Researchers have tried to build models to analyze the situations above for better sentiment analysis. However, most state-of-the-art models are deep-learning-based techniques with little interpretability. Model developers and users are not aware of how exactly the model utilizes information in multiple modalities in situations of dominance, complement, or conflict. Explaining multimodal model behaviors not only provides insights into the multimodal language characteristics, but also reveals the model errors and inspires new model designs. In our work, we explicitly provide global explanations on intra- and inter-modal interactions with a compact visual summary. Specifically, we categorize instances into dominance, complement, and conflict groups based on the importance of each modality computed by SHAP [lundberg2017unified]. Furthermore, we summarize influential feature sets for each group with templates to provide finer-grained explanations on model behavior.

3 Design Requirements

Our goal is to develop a visual analytics system to help users (e.g., model developers and model users) understand and diagnose the behaviors of multimodal models for sentiment analysis. Similar to the general black-box explanation tools [amershi2015modeltracker, ren2016squares, krause2016interacting, zhang2018manifold], interpreting multimodal models helps target users gain insights into the connection between the model performance (e.g., model errors) and the characteristics of multimodal data. For example, model users can examine whether a model has a bias or poor performance on some types of data and further decide if it is a proper fit for target applications. Furthermore, given the critical aspects of multimodal sentiment analysis (in subsection 2.4), it is beneficial to explain the intra- and inter-modal relationships learned by the model. For instance, model developers can adjust the fusion weights of different modalities based on their relative importance to achieve better sentiment predictions. However, it is challenging to interpret multimodal models due to the high complexity of multimodal data and inter-modal relationships.

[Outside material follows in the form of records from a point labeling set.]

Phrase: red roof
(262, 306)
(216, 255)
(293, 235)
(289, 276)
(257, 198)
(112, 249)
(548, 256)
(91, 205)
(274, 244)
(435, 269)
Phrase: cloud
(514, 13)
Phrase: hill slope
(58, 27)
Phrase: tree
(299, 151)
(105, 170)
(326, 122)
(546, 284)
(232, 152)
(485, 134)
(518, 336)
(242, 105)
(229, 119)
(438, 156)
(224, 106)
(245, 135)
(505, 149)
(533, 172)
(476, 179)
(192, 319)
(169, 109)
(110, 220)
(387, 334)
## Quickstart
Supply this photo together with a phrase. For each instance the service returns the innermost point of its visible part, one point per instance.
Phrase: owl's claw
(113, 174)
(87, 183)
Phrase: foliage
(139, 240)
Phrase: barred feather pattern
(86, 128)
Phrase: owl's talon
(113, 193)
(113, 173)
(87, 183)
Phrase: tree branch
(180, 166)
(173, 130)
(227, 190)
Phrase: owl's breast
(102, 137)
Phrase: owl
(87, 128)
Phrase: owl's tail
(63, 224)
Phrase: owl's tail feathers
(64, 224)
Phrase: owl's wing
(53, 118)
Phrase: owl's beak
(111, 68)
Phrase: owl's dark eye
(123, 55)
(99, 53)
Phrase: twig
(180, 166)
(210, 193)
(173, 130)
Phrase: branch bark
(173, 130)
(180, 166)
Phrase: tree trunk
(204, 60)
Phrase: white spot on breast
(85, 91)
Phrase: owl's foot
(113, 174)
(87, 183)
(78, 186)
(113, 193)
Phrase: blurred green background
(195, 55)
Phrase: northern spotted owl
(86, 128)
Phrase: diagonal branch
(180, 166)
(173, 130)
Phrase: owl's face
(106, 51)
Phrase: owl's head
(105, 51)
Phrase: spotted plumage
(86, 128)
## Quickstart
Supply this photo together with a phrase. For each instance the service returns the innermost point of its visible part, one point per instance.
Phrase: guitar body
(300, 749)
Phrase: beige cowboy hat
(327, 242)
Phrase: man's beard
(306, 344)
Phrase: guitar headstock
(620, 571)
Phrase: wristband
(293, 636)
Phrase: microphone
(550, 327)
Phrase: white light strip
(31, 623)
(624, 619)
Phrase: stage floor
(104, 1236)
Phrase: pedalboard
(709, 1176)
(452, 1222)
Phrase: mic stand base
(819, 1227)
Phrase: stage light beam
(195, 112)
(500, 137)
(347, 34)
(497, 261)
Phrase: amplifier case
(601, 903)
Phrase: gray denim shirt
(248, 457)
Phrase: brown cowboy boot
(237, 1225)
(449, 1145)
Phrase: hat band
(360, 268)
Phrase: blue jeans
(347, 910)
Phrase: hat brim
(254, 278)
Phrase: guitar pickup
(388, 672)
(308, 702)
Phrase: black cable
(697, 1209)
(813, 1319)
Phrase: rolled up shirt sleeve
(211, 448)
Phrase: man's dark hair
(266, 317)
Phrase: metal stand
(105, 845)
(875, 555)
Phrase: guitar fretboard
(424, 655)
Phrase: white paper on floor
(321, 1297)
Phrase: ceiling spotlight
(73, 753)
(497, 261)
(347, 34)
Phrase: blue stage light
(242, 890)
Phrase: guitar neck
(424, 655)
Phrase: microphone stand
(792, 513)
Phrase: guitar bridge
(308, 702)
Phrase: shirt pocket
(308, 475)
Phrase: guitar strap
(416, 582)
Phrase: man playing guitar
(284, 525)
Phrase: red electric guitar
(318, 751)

To understand users’ general needs and formulate design requirements, we surveyed prior visualization techniques for interpreting machine learning models [brooks2015featureinsight, amershi2015modeltracker, ren2016squares, krause2016interacting, krause2014infuse, zhang2018manifold, kahng2017cti, molnar2019, carvalho2019machine, arrieta2020explainable] and multimodal language analysis [baltruvsaitis2018multimodal, ngiam2011multimodal, tsai2019multimodal, tsai2020multimodal, zadeh2018multimodal, zadeh2017tensor]. Also, we worked closely with a researcher in NLP and multimodal machine learning (who is also a co-author of this paper) for about five months to collect his feedback and iteratively refine the design requirements. We summarize the design requirements as follows.

R1: Show the model performance. Performance metrics are crucial for guiding the model analysis [amershi2015modeltracker, ren2016squares]. They provide quantitative measures of how accurate the predictions are and can help users pinpoint where the model is likely to fail. The users often want to evaluate models at different levels:

  • Q1: What are the overall error distributions for model predictions?

  • Q2: What are the instances that are predicted with large/small errors?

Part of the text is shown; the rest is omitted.